An AI Crackpot Application

So if you have been following along, you know that I am pretty interested in how AI technologies are developing. There are a lot of powerful new tools with surprising applications. And for every one of those, there are scores of incremental innovations that make their way through the patent system.

But as with any field that starts to gain credibility, the crackpots come out of the woodwork to exploit its newfound cachet. So it is with pleasure that I introduce to you this application for a human brain like decision-making machine:

USPP 2020/0160147, FIG. 1
Krang, is that you?

To set the stage, this application has been filed by an organization called the National Institute for Materials Science in Japan. They appear to be a legitimate research institution, with a long history, so it is not entirely clear to me how this ever got filed. Furthermore, the application was filed internationally, by real law firms. The amount of money it costs to do that puts this effort outside the reach of your average crackpot. So someone out there is taking this seriously.

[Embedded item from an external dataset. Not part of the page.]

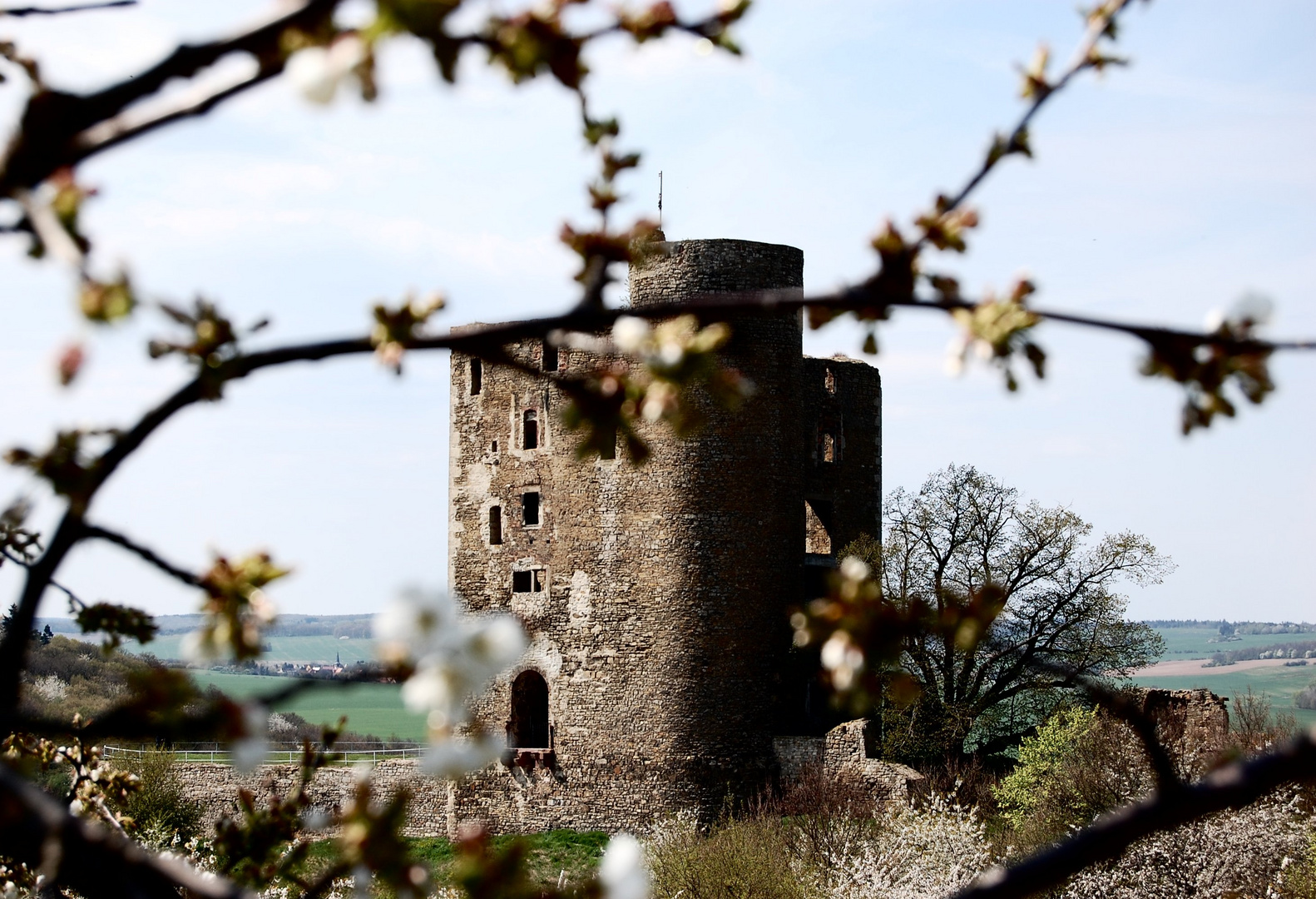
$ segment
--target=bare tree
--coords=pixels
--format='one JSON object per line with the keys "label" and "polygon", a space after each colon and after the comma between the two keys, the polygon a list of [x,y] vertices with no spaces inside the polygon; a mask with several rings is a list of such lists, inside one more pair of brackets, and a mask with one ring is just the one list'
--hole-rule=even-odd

That someone just isn’t me.

The first paragraph starts off strong, claiming to create an entirely new branch of information theory that they call “Fractal Information Theory.” The concept is that Turing machines and all of the computers that derive from Turing’s work are inadequate to capture true artificial intelligence. And to top it all off, they suggest it is a perpetual motion machine: “It does not require power supply as it harvests noise.”

Rather than using a Turing tape as the basis for their model, they use what they call a “Fractal tape,” where, “The idea is to hack nature and make a computer that can generate most patterns that we see in nature.” ¶2. In the grand tradition of crackpots, the patent application attempts to drown you with nonsense so that you can’t make heads or tails of what it’s actually trying to say. So let me just grab a few choice morsels:

The present invention enables us to create standalone robotic brain that does not require any programming. Using all possible solutions of cavity resonators a prime metric is calculated and the hardware is primarily an assembly of cavity resonators that generates the vibrational frequencies as described in the prime metric.

USPP 2020/0160147, ¶11

Continuous filling up cavity inside until atomic scale enables packing astronomically more clocks. Not just that a time crystal can hold several geometric information to be viewed distinctly from different directions. Hence a single time crystal could hold large number of geometric shapes in a fixed space.

USPP 2020/0160147, ¶12

For this computer, the fractal tape is used as a tape that contains phase as the only variable. As the phase changes 360° one gets time. One interesting aspect of using phase or time is that the inverse of time is frequency and if a frequency structure is made, the entire information architecture could be converted into a material. One to one correspondence between a material structure and its information content is a key feature of the computer hardware.

USPP 2020/0160147, ¶149

The whole thing reads like a computer scientist with graphomania took LSD. Then of course there are the figures. I’m just going to lay these out for you, because I promise my commentary won’t help you decipher them:

USPP 2020/0160147, FIG. 3
USPP 2020/0160147, FIG. 6
USPP 2020/0160147, FIG. 11

When I pick up one of these applications, I like to look at their ongoing prosecution to see how the patent examiner is handling them. As you know from my previous posts, some examiners will simply allow a case that has an especially long claim on the theory that it will never come back to bite them.

But in this case, despite the length and narrowness of the claims, I have reason to believe that the examiner handling it will rightly grind it into paste. I’ve worked with him before, and he has a sharp eye for bullshit. I do not envy the patent attorney who is tasked with ironing this garbage into something sensible.

The application has already received one rejection. The rejection starts off strong by pointing out that the claimed invention doesn’t work and can’t work, and then picks apart each line of the claims to point out that it makes no sense and/or that the specification doesn’t actually say how to do the thing. The patent attorney has made a valiant attempt to pull it out of the fire, and I’m looking forward to the next office action for sure.

Regardless of how the outcome for this patent application, it is a serious embarrassment to the National Institute for Materials Science. Even if it were allowed in its present state, the claims are completely valueless. Hopefully they will give their researchers a bit more scrutiny going forward, before putting their resources behind projects like this.